Bu düşünce 18.yy’a kadar aynı şekilde devam etmiş ve askeriye ile ilişkisi çok kesikmemiştir. Askeriye kökenli kişilerin dışında da bu alanda ilerlemelerinde olmasıyla birlikte askeri olmayan inşaat mühendisliği yani sivil mühendislik algısı yerleşmeye başlamıştır. Sivil mühendislik yaptığı söyleyen ilk kişi, Eddystone Denizfeneri’ni inşa eden John Smeaton oldu.
1747 yılında Fransa’da açılan Ulusal Köprü ve Otoyollar Okulu (The National School of Bridges and Highways ) ilk mühendislik okulu olma özelliği taşımaktadır.
1818’de Londra’da kurulan “Smeatonian Society of Civil Engineers” ilk kurulan mühendislik derneği olma özelliğini taşımaktadır. Ve 1820 yılında ilk başkanı inşaat mühendisi Thomas Telford olmuştur. Enstitü 1828 yılında inşaat mühendisliğini resmen bir meslek olarak tanıyan bir “Kraliyet İmtiyaznamesi” almıştır. Bu imtiyaznamede şu ifadeler yer almaktadır
İnşaat mühendisliği fiziksel ve bilimsel prensiplerin uygulamasıdır ve onun tarihi de tarih boyunca fizik ve matematik alanındaki ilerlemelere paralel olarak gelişmiştir. İnşaat mühendisliği birçok farklı alt disiplinleri olan çok geniş kapsamlı bir meslektir. Ve yapı bilgisi, malzeme bilgisi, coğrafya, jeoloji, zemin, hidroloji, çevre, mekanik ve diğer alanlarla ilgilidir.
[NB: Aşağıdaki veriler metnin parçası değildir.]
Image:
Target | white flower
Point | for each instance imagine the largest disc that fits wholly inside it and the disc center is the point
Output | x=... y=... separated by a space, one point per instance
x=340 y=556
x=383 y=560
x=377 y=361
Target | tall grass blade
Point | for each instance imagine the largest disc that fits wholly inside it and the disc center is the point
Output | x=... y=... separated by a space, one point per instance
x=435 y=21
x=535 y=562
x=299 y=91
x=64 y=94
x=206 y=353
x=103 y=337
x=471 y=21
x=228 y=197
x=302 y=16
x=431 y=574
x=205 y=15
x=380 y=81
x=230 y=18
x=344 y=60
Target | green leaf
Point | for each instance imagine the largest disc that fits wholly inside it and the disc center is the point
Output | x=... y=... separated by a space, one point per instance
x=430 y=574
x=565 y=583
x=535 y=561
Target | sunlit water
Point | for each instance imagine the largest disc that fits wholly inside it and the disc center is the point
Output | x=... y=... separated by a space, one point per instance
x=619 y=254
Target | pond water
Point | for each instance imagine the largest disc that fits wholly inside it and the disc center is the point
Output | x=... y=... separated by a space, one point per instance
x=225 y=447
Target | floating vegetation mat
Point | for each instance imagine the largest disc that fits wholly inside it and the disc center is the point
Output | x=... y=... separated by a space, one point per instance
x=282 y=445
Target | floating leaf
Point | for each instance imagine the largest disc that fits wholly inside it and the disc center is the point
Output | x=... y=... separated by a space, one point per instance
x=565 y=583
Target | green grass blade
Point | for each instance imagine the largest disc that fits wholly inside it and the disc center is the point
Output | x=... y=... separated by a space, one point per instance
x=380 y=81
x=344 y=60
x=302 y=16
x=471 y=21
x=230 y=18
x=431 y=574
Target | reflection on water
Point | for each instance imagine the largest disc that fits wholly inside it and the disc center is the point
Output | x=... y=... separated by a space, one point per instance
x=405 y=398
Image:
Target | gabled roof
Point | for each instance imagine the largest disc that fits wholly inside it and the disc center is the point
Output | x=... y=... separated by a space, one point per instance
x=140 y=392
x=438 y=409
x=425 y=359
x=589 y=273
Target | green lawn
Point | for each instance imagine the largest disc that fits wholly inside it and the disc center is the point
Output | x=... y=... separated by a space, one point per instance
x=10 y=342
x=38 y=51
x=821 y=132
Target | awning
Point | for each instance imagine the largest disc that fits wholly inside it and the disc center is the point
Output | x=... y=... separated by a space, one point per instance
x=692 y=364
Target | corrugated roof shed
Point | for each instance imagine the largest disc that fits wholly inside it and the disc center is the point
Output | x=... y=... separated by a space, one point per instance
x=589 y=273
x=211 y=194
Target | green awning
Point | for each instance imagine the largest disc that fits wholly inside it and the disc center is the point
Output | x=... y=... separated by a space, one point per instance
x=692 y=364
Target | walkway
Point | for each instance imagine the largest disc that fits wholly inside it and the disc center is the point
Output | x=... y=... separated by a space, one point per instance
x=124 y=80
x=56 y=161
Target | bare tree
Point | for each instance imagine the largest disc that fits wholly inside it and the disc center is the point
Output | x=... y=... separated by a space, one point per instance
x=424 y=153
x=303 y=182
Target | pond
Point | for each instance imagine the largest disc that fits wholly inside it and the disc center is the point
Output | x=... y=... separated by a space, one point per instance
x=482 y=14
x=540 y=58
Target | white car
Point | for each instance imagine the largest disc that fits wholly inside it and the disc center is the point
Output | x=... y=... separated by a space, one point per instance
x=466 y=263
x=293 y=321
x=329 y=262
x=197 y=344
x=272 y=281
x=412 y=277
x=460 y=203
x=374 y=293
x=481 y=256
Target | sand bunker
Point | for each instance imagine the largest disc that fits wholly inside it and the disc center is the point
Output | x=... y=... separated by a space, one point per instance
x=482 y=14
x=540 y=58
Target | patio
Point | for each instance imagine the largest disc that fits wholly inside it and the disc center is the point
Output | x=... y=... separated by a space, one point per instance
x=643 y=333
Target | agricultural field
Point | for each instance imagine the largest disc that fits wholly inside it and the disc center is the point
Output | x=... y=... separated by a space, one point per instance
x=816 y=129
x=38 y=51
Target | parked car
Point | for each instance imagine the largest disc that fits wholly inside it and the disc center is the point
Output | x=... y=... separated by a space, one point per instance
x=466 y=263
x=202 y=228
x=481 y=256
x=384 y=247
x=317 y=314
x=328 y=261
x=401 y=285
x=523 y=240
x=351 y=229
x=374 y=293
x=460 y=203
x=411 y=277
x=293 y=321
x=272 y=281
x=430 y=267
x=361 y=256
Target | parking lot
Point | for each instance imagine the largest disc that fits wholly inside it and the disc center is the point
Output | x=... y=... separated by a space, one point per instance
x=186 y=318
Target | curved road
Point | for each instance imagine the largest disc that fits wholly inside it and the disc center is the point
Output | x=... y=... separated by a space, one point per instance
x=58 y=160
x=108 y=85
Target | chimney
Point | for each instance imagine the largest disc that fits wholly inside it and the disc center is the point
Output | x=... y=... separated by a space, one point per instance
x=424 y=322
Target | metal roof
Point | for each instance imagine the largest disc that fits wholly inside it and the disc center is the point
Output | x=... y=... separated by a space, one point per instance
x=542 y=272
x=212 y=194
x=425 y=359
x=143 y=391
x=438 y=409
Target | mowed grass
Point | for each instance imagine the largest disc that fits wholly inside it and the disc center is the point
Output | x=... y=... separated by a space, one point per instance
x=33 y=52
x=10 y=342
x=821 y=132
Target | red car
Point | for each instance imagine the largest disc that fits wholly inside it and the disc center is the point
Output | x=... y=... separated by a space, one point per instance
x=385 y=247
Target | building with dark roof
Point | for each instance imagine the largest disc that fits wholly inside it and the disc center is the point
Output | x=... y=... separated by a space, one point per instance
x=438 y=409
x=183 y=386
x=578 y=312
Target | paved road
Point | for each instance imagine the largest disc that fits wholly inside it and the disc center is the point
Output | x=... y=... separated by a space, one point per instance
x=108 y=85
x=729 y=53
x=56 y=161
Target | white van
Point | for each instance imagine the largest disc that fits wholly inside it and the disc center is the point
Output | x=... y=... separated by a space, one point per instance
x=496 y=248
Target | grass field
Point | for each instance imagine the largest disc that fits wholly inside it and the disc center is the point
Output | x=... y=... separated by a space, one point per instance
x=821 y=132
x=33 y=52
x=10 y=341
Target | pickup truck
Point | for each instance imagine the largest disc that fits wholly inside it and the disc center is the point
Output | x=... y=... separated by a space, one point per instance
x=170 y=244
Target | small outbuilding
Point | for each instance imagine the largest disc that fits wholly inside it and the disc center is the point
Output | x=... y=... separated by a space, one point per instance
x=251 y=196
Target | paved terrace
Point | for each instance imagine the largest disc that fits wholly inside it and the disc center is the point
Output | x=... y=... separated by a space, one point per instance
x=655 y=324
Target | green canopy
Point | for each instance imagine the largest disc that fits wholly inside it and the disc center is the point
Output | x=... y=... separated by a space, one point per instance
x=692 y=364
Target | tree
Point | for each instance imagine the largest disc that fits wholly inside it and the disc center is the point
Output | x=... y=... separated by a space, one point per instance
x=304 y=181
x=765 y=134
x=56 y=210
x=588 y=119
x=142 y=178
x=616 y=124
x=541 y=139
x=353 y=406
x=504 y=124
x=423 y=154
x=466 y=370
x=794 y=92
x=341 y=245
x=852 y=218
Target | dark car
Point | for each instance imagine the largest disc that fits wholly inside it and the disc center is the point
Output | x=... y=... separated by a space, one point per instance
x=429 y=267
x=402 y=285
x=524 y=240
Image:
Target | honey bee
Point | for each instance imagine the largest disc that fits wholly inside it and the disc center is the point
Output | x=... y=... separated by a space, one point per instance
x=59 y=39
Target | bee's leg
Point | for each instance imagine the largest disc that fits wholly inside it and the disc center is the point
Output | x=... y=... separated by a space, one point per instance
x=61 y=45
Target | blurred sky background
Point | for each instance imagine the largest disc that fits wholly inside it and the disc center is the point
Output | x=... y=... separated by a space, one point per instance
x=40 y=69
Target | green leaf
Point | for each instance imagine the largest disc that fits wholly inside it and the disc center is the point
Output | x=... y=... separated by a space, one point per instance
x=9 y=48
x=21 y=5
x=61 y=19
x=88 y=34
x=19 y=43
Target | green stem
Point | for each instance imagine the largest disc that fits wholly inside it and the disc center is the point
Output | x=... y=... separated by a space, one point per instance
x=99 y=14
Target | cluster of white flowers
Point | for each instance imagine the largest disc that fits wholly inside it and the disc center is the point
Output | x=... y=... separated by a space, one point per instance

Smeatonian Society of Civil Engineers
Günümüze kadar geniş bir zaman dilimi incelendiğinde inşaat mühendisliğinin temellerinin atılması binlerce yıl önceye dayanmaktadır. İnşaat mühendisliği özellikle son birkaç yüz yılda birçok alt dala ayrılmıştır.
- Çevre Mühendisliği
- Deprem Mühendisliği
- Hidrolik Mühendisliği
- Geoteknik Mühendisliği
- Kıyı Mühendisliği
- Malzeme Bilimi ve Mühendisliği
- Ulaştırma Mühendisliği
- Yapı Mühendisliği
İnşaat mühendisliğinin birçok farklı alanda çalışma imkanı ve ihtiyacı olduğundan dolayı farklı dallara ayrılması gerekmiştir. İlerleyen yıllarda teknolojininde etkisiyle mühendislik dalları olacaktır.